In ihrer politischen Satire stürzt sich Malarina auf die Triggerpunkte der österreichischen Geschichte gerade in der Auseinandersetzung mit dem ehemaligen Jugoslawien. Ihr Programm „Serben sterben langsam“ beginnt eigentlich dort, wo Christopher Clarks „Schlafwandler“-Buch aufhört: bei den Schüssen von Sarajevo und den vielen Unversöhnlichkeiten der Geschichte, die im Alltag gebrochen werden – und im Bedarfsfall aus gar nicht so tiefen Schubladen hervorgekramt werden können.

Wenn man immer gerne daran erinnert, die Deutschen seien die größte Ausländergruppe im Land – so ist diese Statistik ja schon ein Ergebnis des auseinandergefallenen Jugoslawiens und seines Vielvölkerkonglomerats, das am Anfang der Gastarbeiterbewegung nicht ausreichend differenziert in der Alpenrepublik wahrgenommen wurde. Im Verhältnis von Österreich und Serbien lassen sich verschiedene Daten der älteren und jüngeren Zeitgeschichte für eine aufblühende Vorurteilskultur mischen – und mit diesem Amalgam spielt Malarina so provokant wie wenige vor ihr. Als in Serbien Geborene hat sie beim Aufwachsen in Tirol als Kind einer Gastarbeiterin hinreichende Erfahrungen im nicht immer so verständnisvollen Umgang mit dem Anderen.

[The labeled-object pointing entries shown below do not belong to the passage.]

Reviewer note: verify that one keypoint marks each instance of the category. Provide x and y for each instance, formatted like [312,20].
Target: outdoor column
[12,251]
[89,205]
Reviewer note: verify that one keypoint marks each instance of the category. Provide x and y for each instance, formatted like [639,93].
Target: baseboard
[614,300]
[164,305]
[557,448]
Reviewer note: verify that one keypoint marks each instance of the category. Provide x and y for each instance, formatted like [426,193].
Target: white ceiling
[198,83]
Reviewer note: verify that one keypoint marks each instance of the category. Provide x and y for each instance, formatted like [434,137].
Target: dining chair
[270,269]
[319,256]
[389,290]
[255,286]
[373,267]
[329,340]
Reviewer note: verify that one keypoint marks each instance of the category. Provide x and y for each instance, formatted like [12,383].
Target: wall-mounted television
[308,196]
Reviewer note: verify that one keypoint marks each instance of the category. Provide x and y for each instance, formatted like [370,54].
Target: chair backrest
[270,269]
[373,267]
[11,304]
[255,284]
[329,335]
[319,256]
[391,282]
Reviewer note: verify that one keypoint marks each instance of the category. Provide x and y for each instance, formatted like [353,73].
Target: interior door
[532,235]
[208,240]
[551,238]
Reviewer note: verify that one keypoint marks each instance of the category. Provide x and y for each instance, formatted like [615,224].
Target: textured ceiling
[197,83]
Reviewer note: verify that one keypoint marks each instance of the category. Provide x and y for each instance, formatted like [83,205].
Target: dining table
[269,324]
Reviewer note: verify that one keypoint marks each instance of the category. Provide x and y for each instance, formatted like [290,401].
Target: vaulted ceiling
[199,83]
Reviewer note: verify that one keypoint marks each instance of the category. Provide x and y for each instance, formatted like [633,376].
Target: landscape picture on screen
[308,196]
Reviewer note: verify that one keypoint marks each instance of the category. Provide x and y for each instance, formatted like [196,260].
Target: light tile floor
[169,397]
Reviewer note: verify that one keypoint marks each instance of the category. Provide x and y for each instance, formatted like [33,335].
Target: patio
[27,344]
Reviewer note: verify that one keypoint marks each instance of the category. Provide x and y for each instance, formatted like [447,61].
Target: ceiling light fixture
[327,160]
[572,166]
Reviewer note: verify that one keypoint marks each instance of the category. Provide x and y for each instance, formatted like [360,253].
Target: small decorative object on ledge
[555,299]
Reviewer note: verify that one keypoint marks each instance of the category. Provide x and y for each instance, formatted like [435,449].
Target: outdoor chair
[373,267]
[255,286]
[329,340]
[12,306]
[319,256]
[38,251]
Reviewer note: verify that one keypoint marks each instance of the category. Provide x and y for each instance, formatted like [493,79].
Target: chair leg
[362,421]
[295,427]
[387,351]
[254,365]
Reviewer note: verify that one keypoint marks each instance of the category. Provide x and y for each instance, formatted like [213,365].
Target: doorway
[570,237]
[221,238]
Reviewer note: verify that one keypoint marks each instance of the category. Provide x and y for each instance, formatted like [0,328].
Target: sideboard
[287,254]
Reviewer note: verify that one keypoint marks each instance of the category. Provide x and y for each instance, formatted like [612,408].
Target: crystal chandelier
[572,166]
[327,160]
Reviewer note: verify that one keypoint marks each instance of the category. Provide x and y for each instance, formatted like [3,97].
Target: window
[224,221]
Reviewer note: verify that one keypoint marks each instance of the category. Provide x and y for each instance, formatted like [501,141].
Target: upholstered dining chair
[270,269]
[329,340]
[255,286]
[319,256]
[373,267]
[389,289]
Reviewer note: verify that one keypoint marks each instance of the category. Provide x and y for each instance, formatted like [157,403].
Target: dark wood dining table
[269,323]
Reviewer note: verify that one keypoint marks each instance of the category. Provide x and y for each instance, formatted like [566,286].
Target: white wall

Eine Antichristin gegenüber der Klassik
Wie sehr kulturelle Brüche in der Konstruktion von Identität eine Rolle spielen können, wird auch die kanadisch-kurdische Pianistin Chualan reflektieren. Nicht zuletzt über ihre experimentelle Arbeit im Musikbereich, bei der sie, wie das Programm verspricht, als experimentell, traumhaft und als Antichristin der klassischen Musik auf der Bühne einfahren werde: traumhaft und mit dem Mut, das Neue in ihrer Sprache zu formulieren.